Oh, no! (Laughs). Thank you…

What are the most important learnings you got as a musician, since your beginnings with Steve Coleman and the Five Elements until today?

Oh, very easy. The most important thing I’ve learned is simple: try to be a good human. Just try to be a great human being. Be responsible for how you make people feel. That’s the biggest lesson that I’ve learned. Because I’ve got to meet and play with all my heroes and that’s the one thing they all have. Herbie, Wayne, Ron Carter… all these people. They all feel the same, they are generous, open and warm. So that’s been the biggest lesson so far in my career.

You are an artist who has taken jazz to another level. Was this a premeditated idea and where does your creative force lie?

Was it premeditated? Yes and no. Yes in the sense that I believe in innovation; a lot of people don’t and more specifically I believe in innovation being a part of the Black tradition. So yes, it was premeditated. But, did I sit down and say: “I want to come up with something new”? No. Do I think that I came up with something new? Not really. But I understand why people say that. 

‘Origami Harvest’ is a jazz-hip hop album, but ‘On The Tender Spot of Every Calloused Moment’ is more of a blues album, like it is connected with your first album. How do you feel about this?

It’s connected through very specific comparison: it’s me knowing who I am in the last album and who I was in the first album.
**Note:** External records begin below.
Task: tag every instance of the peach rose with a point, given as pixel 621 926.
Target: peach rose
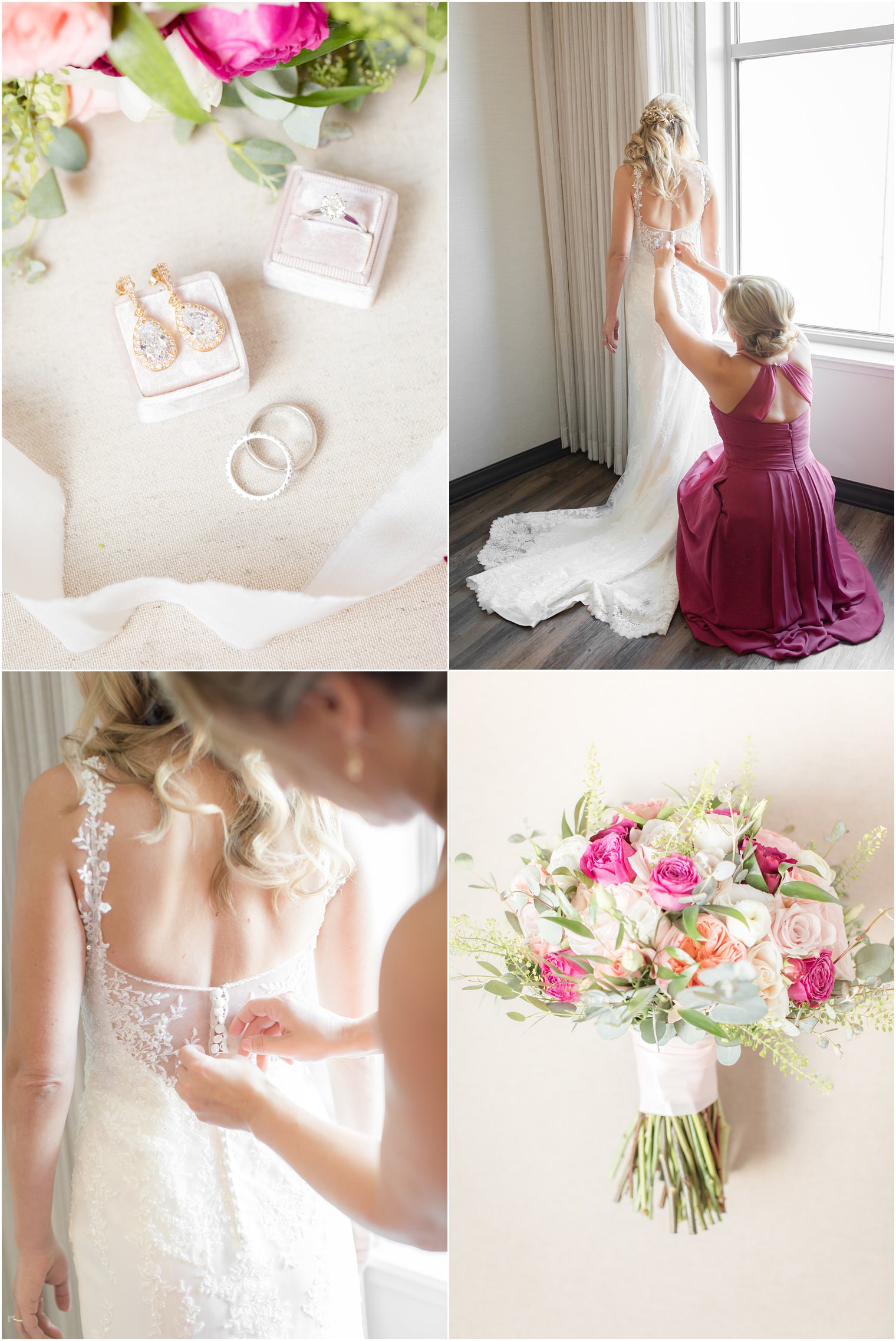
pixel 45 37
pixel 717 947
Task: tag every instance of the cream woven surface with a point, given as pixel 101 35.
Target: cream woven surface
pixel 153 499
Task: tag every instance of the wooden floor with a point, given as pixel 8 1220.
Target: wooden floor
pixel 576 639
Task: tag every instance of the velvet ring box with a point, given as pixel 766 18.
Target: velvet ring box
pixel 328 258
pixel 195 378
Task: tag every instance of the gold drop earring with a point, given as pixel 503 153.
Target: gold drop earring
pixel 200 326
pixel 354 765
pixel 154 347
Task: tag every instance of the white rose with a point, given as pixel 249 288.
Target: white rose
pixel 758 922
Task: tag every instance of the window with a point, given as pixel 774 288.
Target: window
pixel 811 147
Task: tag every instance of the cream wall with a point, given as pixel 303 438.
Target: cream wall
pixel 538 1249
pixel 503 364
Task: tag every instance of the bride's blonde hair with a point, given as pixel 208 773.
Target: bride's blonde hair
pixel 141 738
pixel 664 141
pixel 761 311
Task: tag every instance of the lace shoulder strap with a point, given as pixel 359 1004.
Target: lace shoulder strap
pixel 93 839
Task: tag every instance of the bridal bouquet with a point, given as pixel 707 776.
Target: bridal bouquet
pixel 288 64
pixel 699 930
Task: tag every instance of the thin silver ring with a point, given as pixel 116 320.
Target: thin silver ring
pixel 288 469
pixel 295 410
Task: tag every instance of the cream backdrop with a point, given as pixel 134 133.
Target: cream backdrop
pixel 538 1249
pixel 153 499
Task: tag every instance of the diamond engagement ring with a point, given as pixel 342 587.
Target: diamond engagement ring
pixel 334 210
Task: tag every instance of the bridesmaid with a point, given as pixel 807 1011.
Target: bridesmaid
pixel 761 565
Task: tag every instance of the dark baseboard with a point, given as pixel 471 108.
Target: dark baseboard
pixel 864 495
pixel 466 486
pixel 848 491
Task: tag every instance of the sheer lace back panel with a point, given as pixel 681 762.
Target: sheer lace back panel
pixel 154 1020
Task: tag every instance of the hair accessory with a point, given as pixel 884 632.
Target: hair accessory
pixel 200 326
pixel 153 344
pixel 286 470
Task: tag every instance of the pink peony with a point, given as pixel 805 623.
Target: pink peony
pixel 769 860
pixel 671 881
pixel 607 857
pixel 557 973
pixel 717 947
pixel 235 43
pixel 46 37
pixel 813 979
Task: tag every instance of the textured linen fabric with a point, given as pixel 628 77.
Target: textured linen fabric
pixel 153 499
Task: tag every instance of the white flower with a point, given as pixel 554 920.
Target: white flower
pixel 758 922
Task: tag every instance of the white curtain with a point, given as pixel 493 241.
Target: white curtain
pixel 595 67
pixel 38 709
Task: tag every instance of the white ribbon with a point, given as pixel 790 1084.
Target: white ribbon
pixel 400 535
pixel 678 1079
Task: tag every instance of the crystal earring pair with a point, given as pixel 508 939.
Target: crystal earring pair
pixel 154 345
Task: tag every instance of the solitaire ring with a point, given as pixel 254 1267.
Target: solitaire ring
pixel 305 423
pixel 334 210
pixel 288 467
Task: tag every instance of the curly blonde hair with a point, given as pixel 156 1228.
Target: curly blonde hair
pixel 141 738
pixel 666 140
pixel 761 311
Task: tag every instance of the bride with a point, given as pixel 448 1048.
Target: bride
pixel 160 889
pixel 619 559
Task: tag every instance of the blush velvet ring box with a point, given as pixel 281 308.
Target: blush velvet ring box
pixel 330 258
pixel 196 378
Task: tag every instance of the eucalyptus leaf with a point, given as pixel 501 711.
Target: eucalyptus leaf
pixel 46 199
pixel 66 149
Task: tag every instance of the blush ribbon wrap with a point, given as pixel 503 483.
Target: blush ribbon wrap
pixel 675 1080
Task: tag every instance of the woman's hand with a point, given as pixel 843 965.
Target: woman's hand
pixel 611 334
pixel 225 1090
pixel 34 1270
pixel 687 255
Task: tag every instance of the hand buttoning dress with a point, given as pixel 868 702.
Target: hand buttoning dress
pixel 180 1229
pixel 619 559
pixel 761 564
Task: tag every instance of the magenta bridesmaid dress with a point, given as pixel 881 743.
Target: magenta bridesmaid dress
pixel 761 564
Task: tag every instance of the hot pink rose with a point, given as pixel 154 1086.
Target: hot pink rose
pixel 717 947
pixel 607 857
pixel 232 43
pixel 671 881
pixel 769 860
pixel 46 37
pixel 813 981
pixel 558 978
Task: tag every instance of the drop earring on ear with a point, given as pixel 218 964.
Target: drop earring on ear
pixel 354 765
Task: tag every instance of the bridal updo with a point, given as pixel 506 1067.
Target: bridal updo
pixel 664 141
pixel 761 311
pixel 286 841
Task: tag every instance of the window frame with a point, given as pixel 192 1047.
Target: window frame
pixel 736 52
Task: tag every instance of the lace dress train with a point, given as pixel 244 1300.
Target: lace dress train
pixel 617 559
pixel 180 1229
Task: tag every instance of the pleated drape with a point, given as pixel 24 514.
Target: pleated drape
pixel 38 709
pixel 595 67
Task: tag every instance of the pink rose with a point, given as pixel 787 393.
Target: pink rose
pixel 769 860
pixel 813 981
pixel 607 857
pixel 772 840
pixel 671 881
pixel 717 947
pixel 560 977
pixel 45 37
pixel 235 43
pixel 647 809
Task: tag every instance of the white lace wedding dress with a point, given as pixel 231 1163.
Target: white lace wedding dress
pixel 180 1229
pixel 619 559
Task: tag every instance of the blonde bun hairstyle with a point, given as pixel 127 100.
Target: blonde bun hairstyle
pixel 664 141
pixel 761 311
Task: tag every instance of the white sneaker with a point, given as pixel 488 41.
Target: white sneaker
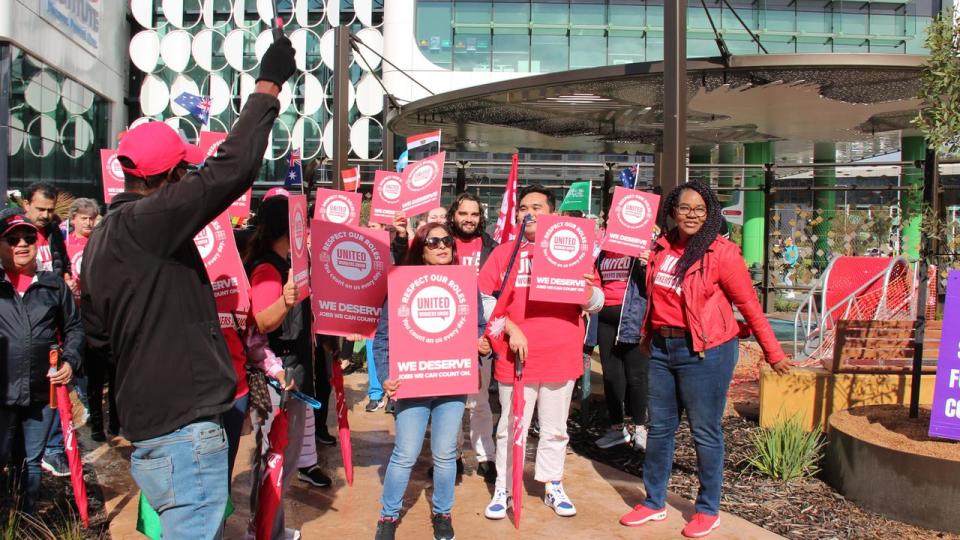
pixel 639 438
pixel 497 509
pixel 613 437
pixel 556 498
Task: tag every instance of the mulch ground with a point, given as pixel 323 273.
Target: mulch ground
pixel 803 509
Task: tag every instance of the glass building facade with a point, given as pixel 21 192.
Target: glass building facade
pixel 560 35
pixel 56 126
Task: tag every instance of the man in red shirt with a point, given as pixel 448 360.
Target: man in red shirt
pixel 474 245
pixel 548 338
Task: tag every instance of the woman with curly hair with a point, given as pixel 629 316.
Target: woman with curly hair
pixel 693 277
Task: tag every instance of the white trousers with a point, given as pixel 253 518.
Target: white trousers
pixel 553 405
pixel 481 417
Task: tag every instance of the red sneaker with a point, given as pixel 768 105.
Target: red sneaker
pixel 701 525
pixel 642 514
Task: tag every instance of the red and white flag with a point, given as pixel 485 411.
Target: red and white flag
pixel 507 220
pixel 416 141
pixel 351 178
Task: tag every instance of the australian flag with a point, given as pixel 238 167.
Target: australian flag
pixel 197 106
pixel 294 178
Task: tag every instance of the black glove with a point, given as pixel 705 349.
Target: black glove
pixel 278 62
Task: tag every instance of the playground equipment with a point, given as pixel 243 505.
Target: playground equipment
pixel 851 289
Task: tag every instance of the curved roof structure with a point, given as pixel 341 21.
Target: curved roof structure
pixel 795 97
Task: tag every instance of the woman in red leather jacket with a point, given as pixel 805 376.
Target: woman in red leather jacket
pixel 693 277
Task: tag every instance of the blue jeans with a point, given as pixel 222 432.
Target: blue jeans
pixel 412 417
pixel 183 475
pixel 680 380
pixel 35 420
pixel 374 388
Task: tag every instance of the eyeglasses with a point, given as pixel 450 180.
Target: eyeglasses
pixel 14 239
pixel 434 242
pixel 684 210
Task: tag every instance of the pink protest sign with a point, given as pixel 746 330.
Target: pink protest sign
pixel 218 249
pixel 387 189
pixel 337 206
pixel 349 278
pixel 433 330
pixel 112 174
pixel 630 226
pixel 297 208
pixel 563 253
pixel 422 181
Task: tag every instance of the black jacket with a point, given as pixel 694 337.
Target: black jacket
pixel 150 295
pixel 400 245
pixel 29 325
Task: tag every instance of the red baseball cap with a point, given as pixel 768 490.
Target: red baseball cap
pixel 276 192
pixel 12 222
pixel 155 148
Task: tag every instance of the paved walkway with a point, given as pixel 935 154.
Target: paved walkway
pixel 601 494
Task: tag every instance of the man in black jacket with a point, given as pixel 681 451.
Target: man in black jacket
pixel 150 297
pixel 36 312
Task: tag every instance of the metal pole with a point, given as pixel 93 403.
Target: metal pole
pixel 388 113
pixel 341 87
pixel 931 188
pixel 673 171
pixel 768 176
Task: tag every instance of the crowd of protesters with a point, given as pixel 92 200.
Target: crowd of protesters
pixel 127 300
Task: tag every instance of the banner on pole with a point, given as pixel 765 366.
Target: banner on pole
pixel 433 330
pixel 218 249
pixel 349 278
pixel 112 174
pixel 563 253
pixel 945 411
pixel 298 245
pixel 387 189
pixel 337 206
pixel 630 225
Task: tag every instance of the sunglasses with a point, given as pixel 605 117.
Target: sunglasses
pixel 14 239
pixel 435 242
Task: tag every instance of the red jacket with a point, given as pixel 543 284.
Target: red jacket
pixel 708 289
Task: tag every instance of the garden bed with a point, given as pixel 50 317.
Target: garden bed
pixel 804 509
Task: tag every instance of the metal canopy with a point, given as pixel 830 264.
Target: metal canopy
pixel 796 97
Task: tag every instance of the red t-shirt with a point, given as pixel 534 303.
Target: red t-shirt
pixel 469 252
pixel 265 287
pixel 20 282
pixel 554 331
pixel 666 301
pixel 44 255
pixel 614 273
pixel 75 246
pixel 235 346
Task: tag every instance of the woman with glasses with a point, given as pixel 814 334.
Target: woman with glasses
pixel 37 313
pixel 433 244
pixel 693 277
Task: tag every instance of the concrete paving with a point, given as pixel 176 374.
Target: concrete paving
pixel 601 494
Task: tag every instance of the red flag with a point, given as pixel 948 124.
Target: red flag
pixel 73 453
pixel 506 221
pixel 343 423
pixel 519 444
pixel 271 488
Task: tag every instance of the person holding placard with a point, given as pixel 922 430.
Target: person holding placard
pixel 548 338
pixel 433 244
pixel 694 276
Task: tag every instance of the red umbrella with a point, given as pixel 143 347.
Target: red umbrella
pixel 73 453
pixel 271 488
pixel 343 423
pixel 519 441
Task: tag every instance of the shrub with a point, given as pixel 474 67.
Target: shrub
pixel 785 451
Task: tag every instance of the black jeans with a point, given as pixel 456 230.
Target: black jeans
pixel 101 370
pixel 624 371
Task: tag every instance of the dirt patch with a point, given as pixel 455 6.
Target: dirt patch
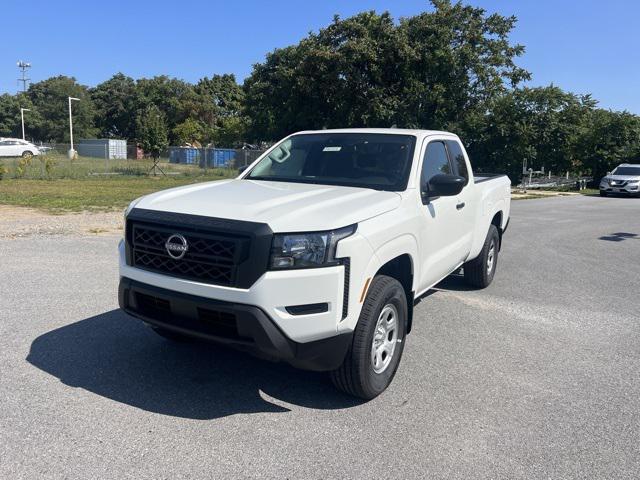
pixel 18 222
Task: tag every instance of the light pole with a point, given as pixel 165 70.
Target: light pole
pixel 22 110
pixel 72 152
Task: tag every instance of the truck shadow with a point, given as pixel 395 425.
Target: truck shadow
pixel 119 358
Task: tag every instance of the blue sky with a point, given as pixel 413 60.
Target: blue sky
pixel 580 45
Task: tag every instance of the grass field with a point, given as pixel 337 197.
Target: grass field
pixel 73 195
pixel 92 184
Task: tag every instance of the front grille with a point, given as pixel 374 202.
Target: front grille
pixel 210 258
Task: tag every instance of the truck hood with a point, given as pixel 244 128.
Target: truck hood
pixel 621 178
pixel 285 207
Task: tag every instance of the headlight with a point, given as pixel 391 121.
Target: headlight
pixel 306 250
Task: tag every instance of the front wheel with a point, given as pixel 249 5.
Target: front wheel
pixel 479 272
pixel 378 341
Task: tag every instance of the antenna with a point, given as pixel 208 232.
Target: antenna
pixel 24 66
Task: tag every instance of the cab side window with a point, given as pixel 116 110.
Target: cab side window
pixel 435 161
pixel 457 158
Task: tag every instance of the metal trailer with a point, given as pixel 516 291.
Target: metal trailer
pixel 107 148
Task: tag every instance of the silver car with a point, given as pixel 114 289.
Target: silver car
pixel 625 179
pixel 15 147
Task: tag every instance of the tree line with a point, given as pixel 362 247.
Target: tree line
pixel 450 68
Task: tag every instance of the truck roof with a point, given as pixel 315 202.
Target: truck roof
pixel 395 131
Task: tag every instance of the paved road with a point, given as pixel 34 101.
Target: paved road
pixel 537 376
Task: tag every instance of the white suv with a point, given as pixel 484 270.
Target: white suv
pixel 624 179
pixel 15 147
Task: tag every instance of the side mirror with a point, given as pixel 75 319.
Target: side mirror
pixel 443 185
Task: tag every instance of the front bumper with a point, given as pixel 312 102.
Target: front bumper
pixel 245 327
pixel 273 292
pixel 633 189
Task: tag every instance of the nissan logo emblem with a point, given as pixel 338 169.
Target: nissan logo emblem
pixel 176 246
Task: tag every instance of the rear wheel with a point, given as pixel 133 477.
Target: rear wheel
pixel 378 341
pixel 479 272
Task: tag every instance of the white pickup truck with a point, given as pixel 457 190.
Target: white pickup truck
pixel 317 252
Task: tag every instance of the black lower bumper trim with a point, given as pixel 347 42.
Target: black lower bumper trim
pixel 242 326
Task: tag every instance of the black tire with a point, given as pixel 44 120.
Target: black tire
pixel 171 335
pixel 357 375
pixel 479 272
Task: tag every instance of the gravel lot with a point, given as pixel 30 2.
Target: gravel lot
pixel 537 376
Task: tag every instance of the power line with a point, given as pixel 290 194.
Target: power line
pixel 24 66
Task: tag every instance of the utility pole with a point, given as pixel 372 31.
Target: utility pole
pixel 22 110
pixel 72 152
pixel 24 66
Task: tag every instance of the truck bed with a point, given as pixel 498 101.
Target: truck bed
pixel 483 177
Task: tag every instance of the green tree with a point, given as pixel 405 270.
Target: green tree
pixel 607 139
pixel 428 71
pixel 174 98
pixel 10 122
pixel 115 106
pixel 151 131
pixel 51 109
pixel 532 127
pixel 190 131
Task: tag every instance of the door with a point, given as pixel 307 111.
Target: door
pixel 467 203
pixel 442 229
pixel 6 148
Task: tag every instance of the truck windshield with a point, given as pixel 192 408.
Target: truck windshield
pixel 627 171
pixel 368 160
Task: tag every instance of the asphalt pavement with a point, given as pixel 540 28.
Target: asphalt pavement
pixel 537 376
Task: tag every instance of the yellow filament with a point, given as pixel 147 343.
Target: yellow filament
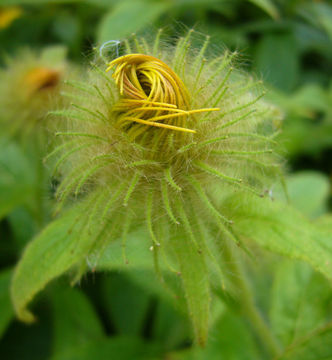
pixel 151 92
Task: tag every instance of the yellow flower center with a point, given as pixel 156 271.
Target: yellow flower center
pixel 151 94
pixel 40 78
pixel 8 15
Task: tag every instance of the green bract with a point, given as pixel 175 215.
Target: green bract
pixel 161 149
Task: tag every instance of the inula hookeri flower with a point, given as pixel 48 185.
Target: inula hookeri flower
pixel 159 138
pixel 30 86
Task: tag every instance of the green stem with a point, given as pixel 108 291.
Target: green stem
pixel 246 300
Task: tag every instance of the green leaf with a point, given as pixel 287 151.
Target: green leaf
pixel 299 301
pixel 280 228
pixel 75 320
pixel 128 17
pixel 6 312
pixel 308 192
pixel 49 255
pixel 194 274
pixel 119 348
pixel 268 6
pixel 126 303
pixel 63 245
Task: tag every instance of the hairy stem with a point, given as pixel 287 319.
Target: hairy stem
pixel 246 301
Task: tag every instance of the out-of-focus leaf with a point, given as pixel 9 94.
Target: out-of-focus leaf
pixel 6 309
pixel 280 228
pixel 229 339
pixel 75 320
pixel 16 177
pixel 268 6
pixel 49 255
pixel 299 301
pixel 277 60
pixel 119 348
pixel 194 274
pixel 304 102
pixel 314 346
pixel 319 14
pixel 35 2
pixel 170 327
pixel 308 192
pixel 128 17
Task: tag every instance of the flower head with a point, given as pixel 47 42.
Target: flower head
pixel 162 143
pixel 30 86
pixel 8 15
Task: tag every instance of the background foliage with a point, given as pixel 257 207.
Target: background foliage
pixel 127 314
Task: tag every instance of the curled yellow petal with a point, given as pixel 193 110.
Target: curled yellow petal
pixel 152 94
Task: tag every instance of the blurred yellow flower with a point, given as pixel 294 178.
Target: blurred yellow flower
pixel 8 15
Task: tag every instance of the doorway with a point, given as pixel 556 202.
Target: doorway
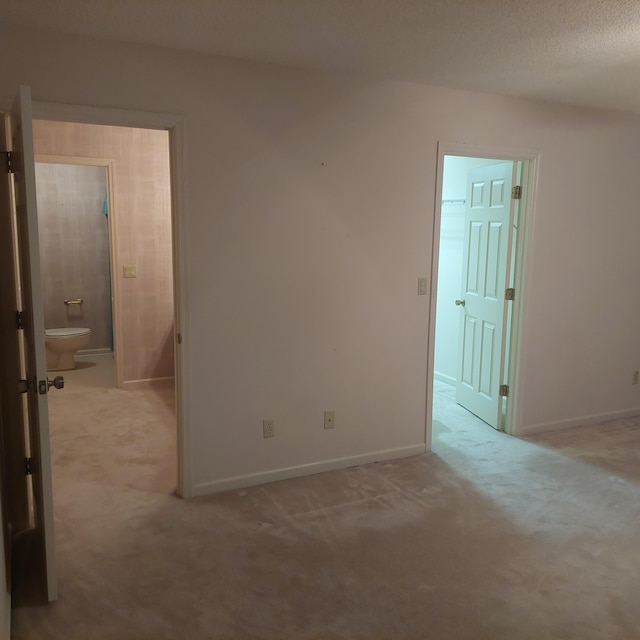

I was there standing with my eyes closed in a suit, feeling the pressure and all this, and in this last one it’s me standing near in a hoodie with my locks, and the first one had all these colors coming at me while the last one is just a stark black and white with no design… Also musically: the first album starts with a trumpet intro and the last album starts with a trumpet intro, so there are some things there that in a way make me think as if the last album is the first album grown up. And that’s the way I feel about it. It feels like the right time to complete the circle. And also, I’m a little less… I don’t want to say “optimistic” but I’m much more connected with reality now than then. I feel like now I’m super straight in everything like in aesthetics, my personality, I don’t give a fuck what people think about me and all this other stuff, and I don’t feel the pressure in anything… In the first album I thought I was walking into something so grand and now I feel like at any moment I can walk away from this and be fine. So that’s another thing about these two albums and how they are linked to each other.

So now that the circle seems closed, what is your next project?

To start multiple circles, not just one anymore, and have them developing all over the place in coexistence.

As a modern jazz reference, what kind of advice would you give to new generations of jazz musicians? 

Just work hard and say “Fuck it!”. Not often… (laughs) but don’t be afraid to do that. And be a good guy. Also for me, the inspiration and the reason I do this is not about me for a long time. I do this because now there’s two or three generations underneath me that look up to me, so I know that I’m the inspirations for thousands and thousands of people around the world like some of my heroes, like the way Roy Hargrove was for us or Winton (Marsalis) or Herbie (Hancock), I’m that for a lot of people. So that’s been clear for me for a while. But before, yeah… I didn’t even have the luxury of thinking about inspiration. I was just working my ass off. I often tell my students that it is a luxury not to be inspired. Being an African-American and having such a culture, you know, people were slaves for three hundred years and stuff… they weren’t inspired to pick cotton, but they had to do it. So I imagine that playing the trumpet or creating music is easy, you know? I also grew up with my Mum and saw here working 9 to 5, five days a week and sometimes working overtime on a weekend doing something she didn’t like doing… so that’s inspiring for me. That’s always been there since I was a kid. So I personally never had deep vaults of being uninspired. Sure there are times where I don’t feel like practicing, like some times you go to bed and don’t want to brush your teeth, but you have to do it. So that’s the way I see it.

What does music mean to you?

It’s humans trying to sonicly represent love and nature. I think that’s what it is for me.